The Console Command Processor (CCP) leaves behind in storage a character string that the CP/M documentation calls the "command tail". This consists of all the characters of the command that followed the command verb. The characters are just as the user typed them, except that lowercase letters have been translated to uppercase. The NoFile code converts those characters into a message by appending a question mark and a dollar sign to the end of the string. The question mark is part of the message. The dollar sign delimits the message for the Console Output String service request.
The message consists of whatever the user typed as command operands. If you give the command "fdump what's your name," and assuming there is no file named "what's," then FDUMP will reply "WHAT'S YOUR NAME?" That is not really a bug. If the user types a lot of spaces or tabs ahead of the filename, FDUMP's message will repeat them. That will make the command look simple-minded, so it might be classed as a mild sort of bug. But what about the command "fdump $$$.sub," when there is no file $$$.sub? The dollar sign in the filename will terminate the message; FDUMP's message will consist of a single blank. That's really a bug.
I left this unsuccessful piece of code in FDUMP as an illustration of how an apparently simple idea can go badly awry in practice. You might enjoy trying to correct the problems of the NoFile code. In the next chapter we'll just display "No File" when the input file doesn't exist.
Several subroutines named in FDUMP don't appear in the listing. The labels TypeCRLF, TypeChar, TypeBlank, and TypeXXXX are called at various points, but they aren't defined in the program. Where are they?

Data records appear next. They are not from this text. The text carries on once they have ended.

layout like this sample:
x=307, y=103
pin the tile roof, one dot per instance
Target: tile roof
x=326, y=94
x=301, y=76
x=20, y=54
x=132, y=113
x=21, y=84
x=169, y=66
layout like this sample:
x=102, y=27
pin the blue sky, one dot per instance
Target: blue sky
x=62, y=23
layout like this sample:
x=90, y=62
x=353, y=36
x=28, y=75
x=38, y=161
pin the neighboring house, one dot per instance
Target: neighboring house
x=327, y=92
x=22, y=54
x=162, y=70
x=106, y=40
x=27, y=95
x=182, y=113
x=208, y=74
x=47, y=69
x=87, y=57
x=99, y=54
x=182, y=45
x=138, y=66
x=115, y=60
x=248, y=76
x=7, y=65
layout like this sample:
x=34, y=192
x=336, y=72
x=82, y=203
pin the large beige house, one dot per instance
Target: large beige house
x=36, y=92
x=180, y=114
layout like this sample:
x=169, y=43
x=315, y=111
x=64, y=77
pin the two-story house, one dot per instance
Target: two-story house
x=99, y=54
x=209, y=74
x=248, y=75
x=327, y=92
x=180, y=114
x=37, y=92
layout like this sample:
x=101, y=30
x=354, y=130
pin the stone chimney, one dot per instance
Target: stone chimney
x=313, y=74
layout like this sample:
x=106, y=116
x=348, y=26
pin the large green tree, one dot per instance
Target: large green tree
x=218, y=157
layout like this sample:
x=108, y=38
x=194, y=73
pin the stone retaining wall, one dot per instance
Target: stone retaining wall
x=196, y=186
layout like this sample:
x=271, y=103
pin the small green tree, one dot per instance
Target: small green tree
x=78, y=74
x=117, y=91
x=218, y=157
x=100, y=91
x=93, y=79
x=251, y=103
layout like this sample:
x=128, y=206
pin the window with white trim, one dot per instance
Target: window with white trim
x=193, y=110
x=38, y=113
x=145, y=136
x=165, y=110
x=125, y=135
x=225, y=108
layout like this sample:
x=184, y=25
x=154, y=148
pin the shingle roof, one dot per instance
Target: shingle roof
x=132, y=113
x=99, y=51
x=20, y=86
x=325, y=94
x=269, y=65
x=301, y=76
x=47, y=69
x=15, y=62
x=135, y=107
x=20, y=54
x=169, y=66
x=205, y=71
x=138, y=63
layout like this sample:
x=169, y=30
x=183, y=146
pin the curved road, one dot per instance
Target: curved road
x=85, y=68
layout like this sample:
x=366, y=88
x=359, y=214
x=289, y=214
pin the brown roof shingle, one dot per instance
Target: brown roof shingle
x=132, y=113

These subroutines are defined in a different file, TYPESUBS.INC. They were inserted into the program before it was assembled by running the code through the INCLUDE command developed in Chapter 6. Line 170 of Listing 1-1 says "#include TypeSubs.inc,TypeCommon." When the INCLUDE command read that line, it located the file TYPESUBS.INC, extracted from it a unit of text named TYPECOMMON, and inserted that text into FDUMP. You can read the text of TYPECOMMON in Appendix C; it defines the subroutines named TypeCRLF, TypeBlank, TypeMessage, and TypeChar.
The include files shown in Appendix C contain over fifty useful subroutines. By putting them in separate files and including them where they are needed, the programs themselves were made shorter and simpler.